Tossed during Route exceptions

exception routes.util.MatchException

Tossed during URL matching exceptions

exception routes.util.GenerationException

Tossed during URL generation exceptions

class routes.util.URLGenerator(mapper, environ)

The URL Generator generates URL’s

It is automatically instantiated by the RoutesMiddleware and put into the wsgiorg.routing_args tuple accessible as:

url = environ['wsgiorg.routing_args'][0][0]

Or via the routes.url key:

url = environ['routes.url']

The url object may be instantiated outside of a web context for use in testing, however sub_domain support and fully qualified URL’s cannot be generated without supplying a dict that must contain the key HTTP_HOST.

Instantiate the URLGenerator

mapper
The mapper object to use when generating routes.
environ
The environment dict used in WSGI, alternately, any dict that contains at least an HTTP_HOST value.
current(*args, **kwargs)

Generate a route that includes params used on the current request

The arguments for this method are identical to __call__ except that arguments set to None will remove existing route matches of the same name from the set of arguments used to construct a URL.
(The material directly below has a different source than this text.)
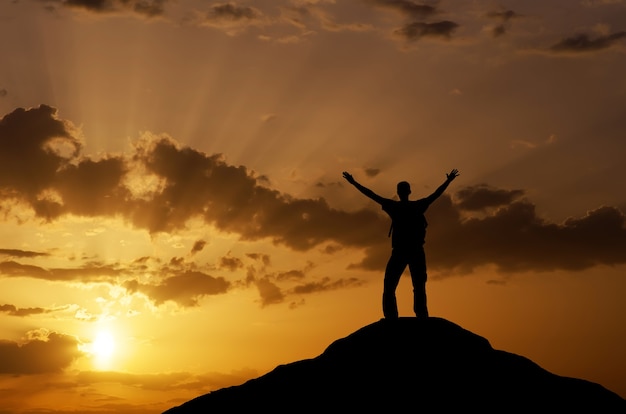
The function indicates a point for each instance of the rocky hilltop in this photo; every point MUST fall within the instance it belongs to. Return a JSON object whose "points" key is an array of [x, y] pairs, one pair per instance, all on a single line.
{"points": [[427, 365]]}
routes.util.url_for(*args, **kargs)

Generates a URL

All keys given to url_for are sent to the Routes Mapper instance for generation except for:

anchor          specified the anchor name to be appened to the path
host            overrides the default (current) host if provided
protocol        overrides the default (current) protocol if provided
qualified       creates the URL with the host/port information as
                needed

The URL is generated based on the rest of the keys. When generating a new URL, values will be used from the current request’s parameters (if present). The following rules are used to determine when and how to keep the current requests parameters:

  • If the controller is present and begins with ‘/’, no defaults are used
  • If the controller is changed, action is set to ‘index’ unless otherwise specified

For example, if the current request yielded a dict of {‘controller’: ‘blog’, ‘action’: ‘view’, ‘id’: 2}, with the standard ‘:controller/:action/:id’ route, you’d get the following results:

url_for(id=4)                    =>  '/blog/view/4',
url_for(controller='/admin')     =>  '/admin',
url_for(controller='admin')      =>  '/admin/view/2'
url_for(action='edit')           =>  '/blog/edit/2',
url_for(action='list', id=None)  =>  '/blog/list'

Static and Named Routes

If there is a string present as the first argument, a lookup is done against the named routes table to see if there’s any matching routes. The keyword defaults used with static routes will be sent in as GET query arg’s if a route matches.

If no route by that name is found, the string is assumed to be a raw URL. Should the raw URL begin with / then appropriate SCRIPT_NAME data will be added if present, otherwise the string will be used as the url with keyword args becoming GET query args.

routes.util._url_quote(string, encoding)

A Unicode handling version of urllib.quote.

routes.util._str_encode(string, encoding)
routes.util._screenargs(kargs, mapper, environ, force_explicit=False)

Private function that takes a dict, and screens it against the current request dict to determine what the dict should look like that is used. This is responsible for the requests “memory” of the current.

routes.util._subdomain_check(kargs, mapper, environ)

Screen the kargs for a subdomain and alter it appropriately depending on the current subdomain or lack therof.